The Spanish Prime Minister, José Luis Rodríguez Zapatero, announced a new Middle East peace initiative with France and Italy yesterday. Central to the plan were an immediate ceasefire, a prisoner exchange, talks between the Israeli Prime Minister and the Palestinian President, international ceasefire monitors and a national unity government. Israeli officials dismissed the overture.
Some in Washington are sceptical about a new Palestinian coalition, believing that it will be too close to Hamas and will refuse three international demands — to recognise Israel, renounce violence and abide by previous agreements.
“Everybody wants to support Abbas, but there is a difference of opinion on how best you do it — or how much you are supporting him against Hamas against how much you are supporting him as President, which are not necessarily the same things,” said one international observer.
“A lot of what the Americans were saying was, ‘If there is going to be a fight, we might as well make sure the right person wins’. We would have a difference of opinion there.
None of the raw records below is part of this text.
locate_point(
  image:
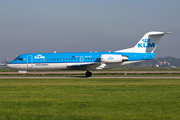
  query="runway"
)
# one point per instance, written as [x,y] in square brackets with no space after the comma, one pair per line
[89,77]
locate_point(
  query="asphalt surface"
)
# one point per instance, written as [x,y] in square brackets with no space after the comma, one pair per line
[89,77]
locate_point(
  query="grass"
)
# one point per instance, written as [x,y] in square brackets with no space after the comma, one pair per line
[87,99]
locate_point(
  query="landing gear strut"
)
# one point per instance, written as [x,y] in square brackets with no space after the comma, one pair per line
[88,74]
[26,75]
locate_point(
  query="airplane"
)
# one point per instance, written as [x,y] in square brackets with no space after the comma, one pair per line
[143,50]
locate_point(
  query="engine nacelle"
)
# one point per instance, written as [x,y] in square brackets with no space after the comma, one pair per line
[111,58]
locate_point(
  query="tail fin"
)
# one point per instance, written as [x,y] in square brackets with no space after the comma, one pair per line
[147,44]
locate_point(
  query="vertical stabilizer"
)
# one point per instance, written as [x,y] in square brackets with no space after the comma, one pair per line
[147,44]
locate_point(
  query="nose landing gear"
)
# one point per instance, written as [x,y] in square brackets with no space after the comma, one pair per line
[88,74]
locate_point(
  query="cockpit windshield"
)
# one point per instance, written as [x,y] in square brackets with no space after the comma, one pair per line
[19,59]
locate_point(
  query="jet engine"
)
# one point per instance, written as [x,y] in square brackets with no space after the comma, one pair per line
[111,58]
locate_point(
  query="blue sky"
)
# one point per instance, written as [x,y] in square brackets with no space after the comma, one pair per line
[85,25]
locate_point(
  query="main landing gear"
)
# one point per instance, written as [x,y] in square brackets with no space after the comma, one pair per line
[88,74]
[26,75]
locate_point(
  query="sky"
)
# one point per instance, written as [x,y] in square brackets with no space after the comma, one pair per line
[40,26]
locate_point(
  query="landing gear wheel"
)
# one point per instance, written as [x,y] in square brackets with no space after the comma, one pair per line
[88,74]
[26,75]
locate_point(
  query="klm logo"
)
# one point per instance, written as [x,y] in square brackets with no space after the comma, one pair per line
[146,44]
[110,58]
[39,57]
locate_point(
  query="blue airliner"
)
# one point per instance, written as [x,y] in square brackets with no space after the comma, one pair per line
[143,50]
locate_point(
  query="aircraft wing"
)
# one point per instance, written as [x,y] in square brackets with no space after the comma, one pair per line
[83,66]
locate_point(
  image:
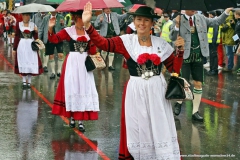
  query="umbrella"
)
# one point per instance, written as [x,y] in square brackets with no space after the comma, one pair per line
[125,4]
[34,7]
[201,5]
[56,1]
[74,5]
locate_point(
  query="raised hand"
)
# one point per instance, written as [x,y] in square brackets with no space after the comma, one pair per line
[180,43]
[52,22]
[87,14]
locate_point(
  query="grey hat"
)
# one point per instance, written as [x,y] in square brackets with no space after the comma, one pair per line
[144,11]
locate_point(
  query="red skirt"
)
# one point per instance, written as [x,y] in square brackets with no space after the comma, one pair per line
[40,68]
[59,107]
[123,150]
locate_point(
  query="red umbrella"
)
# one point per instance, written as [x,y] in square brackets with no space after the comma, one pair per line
[74,5]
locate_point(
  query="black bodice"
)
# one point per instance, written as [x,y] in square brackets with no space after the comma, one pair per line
[72,47]
[137,70]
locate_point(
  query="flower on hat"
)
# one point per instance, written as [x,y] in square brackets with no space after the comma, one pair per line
[143,58]
[155,59]
[82,39]
[26,31]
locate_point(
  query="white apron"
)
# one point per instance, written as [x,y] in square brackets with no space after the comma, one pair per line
[27,58]
[80,89]
[150,126]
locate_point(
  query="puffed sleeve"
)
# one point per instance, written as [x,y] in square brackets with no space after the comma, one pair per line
[58,37]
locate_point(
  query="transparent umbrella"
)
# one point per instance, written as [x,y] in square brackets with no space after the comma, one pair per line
[56,1]
[34,7]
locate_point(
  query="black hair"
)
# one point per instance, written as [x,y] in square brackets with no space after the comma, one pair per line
[78,12]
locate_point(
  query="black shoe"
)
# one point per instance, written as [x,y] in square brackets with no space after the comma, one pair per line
[81,127]
[197,117]
[29,85]
[111,68]
[177,108]
[45,69]
[72,124]
[212,73]
[52,76]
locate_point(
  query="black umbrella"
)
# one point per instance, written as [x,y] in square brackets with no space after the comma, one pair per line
[200,5]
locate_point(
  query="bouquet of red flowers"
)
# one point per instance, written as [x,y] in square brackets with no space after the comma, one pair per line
[26,31]
[82,39]
[143,58]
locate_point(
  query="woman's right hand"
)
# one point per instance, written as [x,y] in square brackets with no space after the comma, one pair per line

You really don’t want to be encouraging a civil war.”
The US insists that it has a good relationship with its partners. “We are continuing discussions and working things out. I think it is a little premature to be talking about a civil war as talks about a national unity government are still ongoing,” said a spokeswoman at the US Consulate in Jerusalem yesterday.
Sean McCormack, a State Department spokesman, confirmed that senior US diplomats travelled this week to Jordan to meet neighbouring Arab leaders, some of whom are hostile to Hamas.
Mr McCormack said that Washington was doing what it could to try to make sure that if the Palestinians produced a government that met the standards of the quartet statement, He said that Hamas had had failed in its attempt to govern.
The quartet has survived previous differences, notably the European insistence on alleviating Palestinian suffering with a temporary international mechanism that channelled salaries directly to some health workers when it became apparent that the international embargo on Hamas left Palestinian institutions near to collapse.
Alvaro de Soto, the UN Special Co-ordinator for the Middle East Peace Process, said: “The need to get a grip on law and order is one of the key reasons for pushing ahead with an agreed new national unity government. Only this could bring about what has been desperately missing until now, which is the security bodies under the authority of the President and those controlled by the Government, instead of facing each other off on the streets and even shooting at each other, working cohesively not only to fight crime and ensure stability but also to act against those who fire rockets into Israel.”